Ich verdiene etwa 7500 Euro brutto im Monat. Das setzt sich aus verschiedenen Punkten zusammen: Zum einen verdient man auf Twitch durch sogenannte Subs. Diese kaufen Zuschauer:innen ab 3,99 Euro im Monat und unterstützen dadurch freiwillig die Streamer, die sie verfolgen. Zusätzlich können Werbetreibende auf Twitch Anzeigen einbuchen, die laufen, bevor sich jemand neu in den Stream einschaltet, so wie auch auf Youtube. Die Einnahmen davon teile ich mir mit Twitch: Die Plattform hat den Kunden und das Budget herangeholt und mein Stream bietet die genutzte Werbefläche. Das zusammen macht ungefähr die Hälfte meines Einkommens aus. Der Rest meines Gehalts entsteht durch die Einnahmen von Youtube, Instagram und sogenannte Partner:innen. Das sind Firmen, die zum Beispiel Controller herstellen, die sie mir schicken und mich dafür bezahlen, dass ich ihre Produkte bewerbe.    

Ich bin sehr dankbar dafür, dass ich in so jungen Jahren so viel Geld verdiene, gerade da ich aus keiner reichen Familie komme. Ich streame allerdings auch sehr viel, um meine Zuschauer:innen bei mir zu halten. Die großen Streamer verdienen aber natürlich noch mehr. Der Beruf ist auf jeden Fall sehr schnelllebig: Du kannst in einem Jahr sehr viel Geld verdienen, und plötzlich wieder bei null landen. Das liegt zum einen daran, dass man immer relevanten Content bringen muss: Ist in der Community beispielsweise ein bestimmtes Spiel beliebt, wollen sich die Leute dazu etwas anschauen. Verliert das irgendwann an Relevanz, kann es passieren, dass weniger Leute zuschauen. Man muss also immer am „Zahn der Zeit“ bleiben.  

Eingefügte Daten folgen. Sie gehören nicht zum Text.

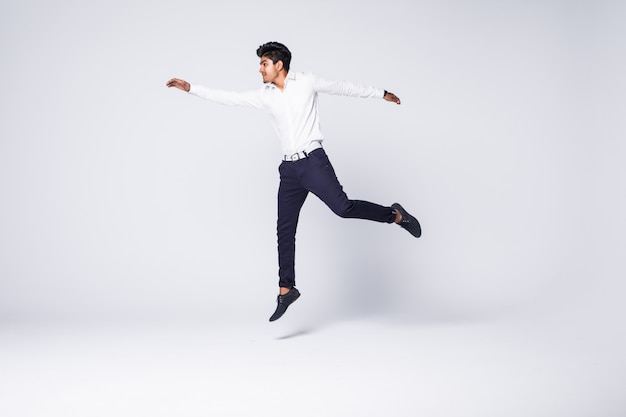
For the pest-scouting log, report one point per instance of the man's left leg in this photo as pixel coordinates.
(321, 180)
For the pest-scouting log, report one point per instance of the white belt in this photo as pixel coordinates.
(304, 154)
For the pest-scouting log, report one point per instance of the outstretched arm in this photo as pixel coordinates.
(180, 84)
(391, 97)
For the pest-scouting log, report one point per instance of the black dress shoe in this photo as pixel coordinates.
(408, 222)
(283, 302)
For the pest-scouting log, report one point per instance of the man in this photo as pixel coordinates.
(291, 100)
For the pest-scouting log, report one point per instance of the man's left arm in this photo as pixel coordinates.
(350, 89)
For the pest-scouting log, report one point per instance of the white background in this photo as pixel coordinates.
(126, 205)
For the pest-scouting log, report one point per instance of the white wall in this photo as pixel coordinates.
(121, 198)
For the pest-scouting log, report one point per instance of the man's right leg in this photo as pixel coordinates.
(291, 197)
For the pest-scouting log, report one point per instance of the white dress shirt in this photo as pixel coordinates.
(293, 110)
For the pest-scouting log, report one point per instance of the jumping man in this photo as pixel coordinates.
(290, 98)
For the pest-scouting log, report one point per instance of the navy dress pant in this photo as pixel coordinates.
(313, 174)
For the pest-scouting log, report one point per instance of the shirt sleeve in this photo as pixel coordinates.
(229, 98)
(346, 88)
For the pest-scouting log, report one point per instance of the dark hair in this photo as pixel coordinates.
(276, 52)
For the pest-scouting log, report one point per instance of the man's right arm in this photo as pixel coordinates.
(231, 98)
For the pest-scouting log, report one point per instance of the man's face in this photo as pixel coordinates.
(269, 70)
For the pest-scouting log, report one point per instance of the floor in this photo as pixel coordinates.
(360, 366)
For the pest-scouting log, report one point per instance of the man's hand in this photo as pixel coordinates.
(391, 97)
(180, 84)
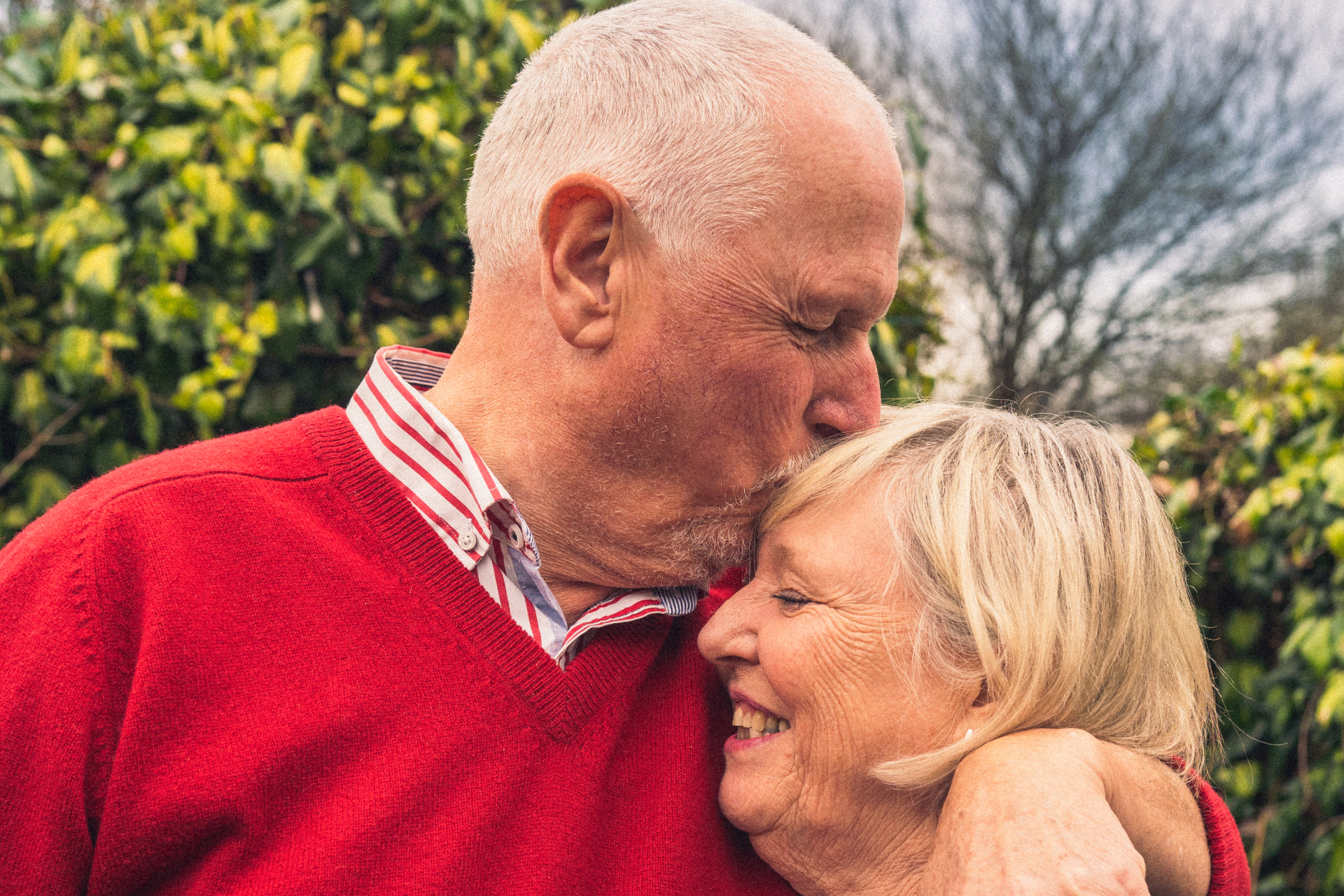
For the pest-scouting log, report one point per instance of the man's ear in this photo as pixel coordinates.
(588, 234)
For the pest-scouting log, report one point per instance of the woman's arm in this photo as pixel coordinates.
(1059, 812)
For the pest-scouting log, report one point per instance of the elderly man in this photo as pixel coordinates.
(444, 638)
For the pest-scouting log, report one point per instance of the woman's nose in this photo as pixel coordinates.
(729, 634)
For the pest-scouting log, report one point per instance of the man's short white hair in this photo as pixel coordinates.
(675, 102)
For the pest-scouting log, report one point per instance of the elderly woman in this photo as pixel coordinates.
(945, 580)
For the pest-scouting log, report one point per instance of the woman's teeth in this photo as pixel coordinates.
(753, 723)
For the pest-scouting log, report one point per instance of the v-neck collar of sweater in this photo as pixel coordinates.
(562, 700)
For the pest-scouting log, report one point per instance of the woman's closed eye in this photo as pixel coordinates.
(790, 601)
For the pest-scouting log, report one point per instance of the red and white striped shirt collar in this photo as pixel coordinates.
(470, 510)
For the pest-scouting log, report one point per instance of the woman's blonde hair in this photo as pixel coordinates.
(1043, 564)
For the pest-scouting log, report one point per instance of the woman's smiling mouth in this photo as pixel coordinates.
(753, 722)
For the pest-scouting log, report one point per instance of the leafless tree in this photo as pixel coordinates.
(1101, 167)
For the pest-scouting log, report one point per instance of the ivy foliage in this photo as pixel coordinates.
(213, 214)
(1254, 480)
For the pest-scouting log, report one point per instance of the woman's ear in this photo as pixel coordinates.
(980, 710)
(585, 229)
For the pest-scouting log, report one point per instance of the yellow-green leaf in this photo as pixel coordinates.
(78, 351)
(20, 169)
(351, 96)
(99, 267)
(298, 67)
(54, 147)
(526, 31)
(425, 120)
(181, 242)
(211, 405)
(264, 320)
(1332, 472)
(168, 144)
(283, 167)
(387, 117)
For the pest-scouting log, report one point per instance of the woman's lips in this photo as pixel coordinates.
(753, 723)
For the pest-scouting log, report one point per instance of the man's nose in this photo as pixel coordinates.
(847, 397)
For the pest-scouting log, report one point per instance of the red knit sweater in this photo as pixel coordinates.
(249, 666)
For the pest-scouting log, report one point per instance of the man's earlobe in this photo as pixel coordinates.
(582, 232)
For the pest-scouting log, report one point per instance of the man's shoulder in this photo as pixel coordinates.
(281, 451)
(277, 451)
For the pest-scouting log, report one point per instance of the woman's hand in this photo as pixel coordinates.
(1060, 813)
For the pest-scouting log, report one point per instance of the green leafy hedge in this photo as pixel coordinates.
(1254, 481)
(211, 214)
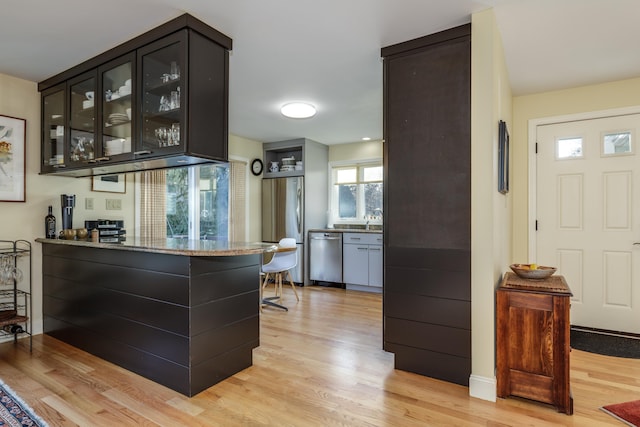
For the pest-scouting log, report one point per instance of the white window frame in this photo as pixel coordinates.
(333, 218)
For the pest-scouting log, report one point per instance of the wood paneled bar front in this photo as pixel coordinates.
(182, 313)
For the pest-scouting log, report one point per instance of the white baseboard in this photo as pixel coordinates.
(483, 388)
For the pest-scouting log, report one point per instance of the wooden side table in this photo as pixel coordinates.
(533, 340)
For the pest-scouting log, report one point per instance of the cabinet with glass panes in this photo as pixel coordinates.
(159, 100)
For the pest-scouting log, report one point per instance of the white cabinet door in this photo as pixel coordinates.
(375, 265)
(355, 261)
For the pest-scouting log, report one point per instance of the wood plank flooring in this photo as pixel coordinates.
(320, 364)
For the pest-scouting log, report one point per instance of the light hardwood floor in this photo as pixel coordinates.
(320, 364)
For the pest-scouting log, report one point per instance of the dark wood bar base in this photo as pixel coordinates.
(186, 322)
(533, 342)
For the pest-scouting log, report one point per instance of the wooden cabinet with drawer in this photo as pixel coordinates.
(533, 340)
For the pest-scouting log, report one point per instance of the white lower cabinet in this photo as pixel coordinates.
(362, 261)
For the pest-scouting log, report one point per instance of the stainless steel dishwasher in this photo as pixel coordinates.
(325, 256)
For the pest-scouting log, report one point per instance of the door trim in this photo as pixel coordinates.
(532, 158)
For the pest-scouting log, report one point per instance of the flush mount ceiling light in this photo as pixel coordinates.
(298, 110)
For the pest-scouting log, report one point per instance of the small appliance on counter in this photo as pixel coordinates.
(68, 202)
(109, 230)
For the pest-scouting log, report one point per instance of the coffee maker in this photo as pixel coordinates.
(67, 203)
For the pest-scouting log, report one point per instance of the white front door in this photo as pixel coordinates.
(588, 213)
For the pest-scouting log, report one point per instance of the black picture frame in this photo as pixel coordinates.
(503, 157)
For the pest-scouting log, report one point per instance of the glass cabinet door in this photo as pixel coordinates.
(82, 119)
(117, 108)
(163, 96)
(53, 128)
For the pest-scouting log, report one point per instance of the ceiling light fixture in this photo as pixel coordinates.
(298, 110)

Wie es ist, das Hobby zum Beruf gemacht zu haben 

Ich hatte nie das Ziel, mit dem Spielen und Streamen Geld zu verdienen. Auch wenn es inzwischen mein Job ist, ist es mein Hobby geblieben. Natürlich gibt es Tage, an denen ich mir morgens denke „heute mache ich nicht so lange“, aber ich motiviere mich dann trotzdem, weil ich weiß: Die Leute schauen gerne zu, die wollen sich von ihrem Alltag ablenken, von ihrem Stress – und können ja auch nicht einfach sagen, sie gehen heute nicht arbeiten, weil sie keine Lust haben. Meistens sehe ich das Streamen aber nicht als Arbeit – auch wenn es das natürlich ist. Es ist eben vor allem meine Leidenschaft. Ich mache es, solange ich Spaß daran habe und es gut läuft. Sonst kann ich mir auch gut vorstellen, in meinen alten Ausbildungsberuf zurückzugehen und als Hobby weiterhin zu streamen. Ich glaube, das Hobby zum Beruf zu machen, ist das Beste, was man im Leben erreichen kann.